アングルが描く美しい線、すきとおるような新鮮な色は、まるでフレスコ画のように見えます。
どの人も本物そっくりの顔で、みんな今にも動き出しそう!
アングルは、細かいところまで丁寧に描くために100枚ものデッサンを描きました。
ホメロスの足のデッサン。
この肖像画はラファエロ、そして手のデッサンもいっぱいあります。誰の手かな?
こうしてできあがった絵は、ルーブル美術館のシャルル10世の間の天井に飾られたのでした。

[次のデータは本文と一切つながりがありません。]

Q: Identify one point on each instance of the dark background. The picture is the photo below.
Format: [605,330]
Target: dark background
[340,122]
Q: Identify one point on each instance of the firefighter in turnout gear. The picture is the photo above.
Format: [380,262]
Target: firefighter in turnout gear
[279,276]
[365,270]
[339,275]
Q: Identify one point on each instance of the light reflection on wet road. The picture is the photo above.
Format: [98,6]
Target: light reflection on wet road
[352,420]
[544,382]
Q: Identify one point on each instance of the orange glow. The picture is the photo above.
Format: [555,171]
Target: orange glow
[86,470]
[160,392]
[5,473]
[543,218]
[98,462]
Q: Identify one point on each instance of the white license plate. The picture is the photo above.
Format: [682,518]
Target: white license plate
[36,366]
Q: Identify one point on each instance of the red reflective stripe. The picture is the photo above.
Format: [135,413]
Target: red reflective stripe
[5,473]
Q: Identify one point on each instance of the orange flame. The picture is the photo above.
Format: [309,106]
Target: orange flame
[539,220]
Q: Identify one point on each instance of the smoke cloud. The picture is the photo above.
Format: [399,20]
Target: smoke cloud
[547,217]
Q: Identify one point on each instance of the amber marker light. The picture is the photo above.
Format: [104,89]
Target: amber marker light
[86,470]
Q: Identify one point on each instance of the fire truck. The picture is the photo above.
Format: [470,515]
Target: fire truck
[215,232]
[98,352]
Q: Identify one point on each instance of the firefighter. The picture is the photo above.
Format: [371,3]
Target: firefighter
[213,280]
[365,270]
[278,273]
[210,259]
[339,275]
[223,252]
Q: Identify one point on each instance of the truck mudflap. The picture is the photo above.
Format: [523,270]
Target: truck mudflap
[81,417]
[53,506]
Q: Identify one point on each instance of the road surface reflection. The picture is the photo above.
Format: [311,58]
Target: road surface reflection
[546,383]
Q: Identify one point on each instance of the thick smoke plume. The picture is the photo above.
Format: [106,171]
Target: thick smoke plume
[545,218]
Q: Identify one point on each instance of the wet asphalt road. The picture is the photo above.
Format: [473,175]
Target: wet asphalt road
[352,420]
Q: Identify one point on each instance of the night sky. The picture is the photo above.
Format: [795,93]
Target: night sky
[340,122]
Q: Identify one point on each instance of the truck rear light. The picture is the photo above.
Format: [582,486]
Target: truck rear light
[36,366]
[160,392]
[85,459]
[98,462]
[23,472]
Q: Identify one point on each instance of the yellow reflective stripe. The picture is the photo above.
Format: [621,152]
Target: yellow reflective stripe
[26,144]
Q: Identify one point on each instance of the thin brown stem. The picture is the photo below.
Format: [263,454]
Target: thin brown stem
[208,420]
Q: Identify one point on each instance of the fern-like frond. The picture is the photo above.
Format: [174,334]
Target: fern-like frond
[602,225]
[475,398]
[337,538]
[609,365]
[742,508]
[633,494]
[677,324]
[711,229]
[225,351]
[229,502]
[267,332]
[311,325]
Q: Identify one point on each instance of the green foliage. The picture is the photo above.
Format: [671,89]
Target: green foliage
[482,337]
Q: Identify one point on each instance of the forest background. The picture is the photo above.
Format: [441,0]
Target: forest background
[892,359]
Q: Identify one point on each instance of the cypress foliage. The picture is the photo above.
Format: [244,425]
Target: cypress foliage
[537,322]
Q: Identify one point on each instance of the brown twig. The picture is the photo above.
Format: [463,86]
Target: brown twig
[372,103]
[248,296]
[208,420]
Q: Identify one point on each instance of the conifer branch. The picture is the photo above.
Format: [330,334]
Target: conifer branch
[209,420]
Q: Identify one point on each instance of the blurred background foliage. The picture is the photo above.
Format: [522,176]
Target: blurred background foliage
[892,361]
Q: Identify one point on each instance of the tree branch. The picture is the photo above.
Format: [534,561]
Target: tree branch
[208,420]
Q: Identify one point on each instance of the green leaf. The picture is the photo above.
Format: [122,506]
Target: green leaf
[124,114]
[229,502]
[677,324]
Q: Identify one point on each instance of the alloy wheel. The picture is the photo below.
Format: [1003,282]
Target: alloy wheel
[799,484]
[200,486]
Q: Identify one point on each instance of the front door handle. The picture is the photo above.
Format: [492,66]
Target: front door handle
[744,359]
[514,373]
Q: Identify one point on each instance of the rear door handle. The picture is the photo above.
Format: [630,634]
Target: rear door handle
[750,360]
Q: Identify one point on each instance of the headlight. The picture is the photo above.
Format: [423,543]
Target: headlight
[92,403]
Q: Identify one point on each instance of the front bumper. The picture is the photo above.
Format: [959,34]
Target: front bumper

Jean-Auguste-Dominique INGRES
Homère déifié 1826-1827
アングル
ホメロスの神格化 1826
(天井画は1855年にバルゼ兄弟による模写に置き換えられ作品は絵画部門に展示)
Jean-Auguste-Dominique INGRES
Étude pour L'apothéose d'Homère (1827, Louvre) : les pieds d'Homère. 1826-1827.
ドミニク・アングル
ホメロスの神格化(1827年、ルーヴル美術館)のための習作:ホメロスの足。
Jean-Auguste-Dominique INGRES
Études pour L'apothéose d'Homère (1827, Louvre): profil et mains de Raphaël, mains d'Apelle, de Racine et de Poussin.
ラファエルの横顔と手、アペル、ラシーヌ、プッサンの手
参考 Jean-Auguste-Dominique INGRES
Études pour L'apothéose d'Homère (1827, Louvre) : mains de Virgile, Corneille, Euripide et Shakespeare. 1826-1827.
お読みいただきありがとうございました。
アングルは、このラファエロのフレスコ画『アテナイの学堂』に匹敵する作品を目指しました。
フランス絵画の歴史でアングルは、ライバルのドラクロワと両翼をなす重要な画家ですが、ラファエロを敬愛する古典主義的な絵を描きました。
時代を超えて多くの偉人たちに愛されたホメロスの物語、お子様から大人まで楽しめるジュニア本だそうです。
パリは肌寒い日が続きます。日本はお暑いですよね、どうぞ皆様お大事に残りのお休みをお過ごしください。
こちらは静かなパラリンピックを迎えようとしています。また気球が上がります。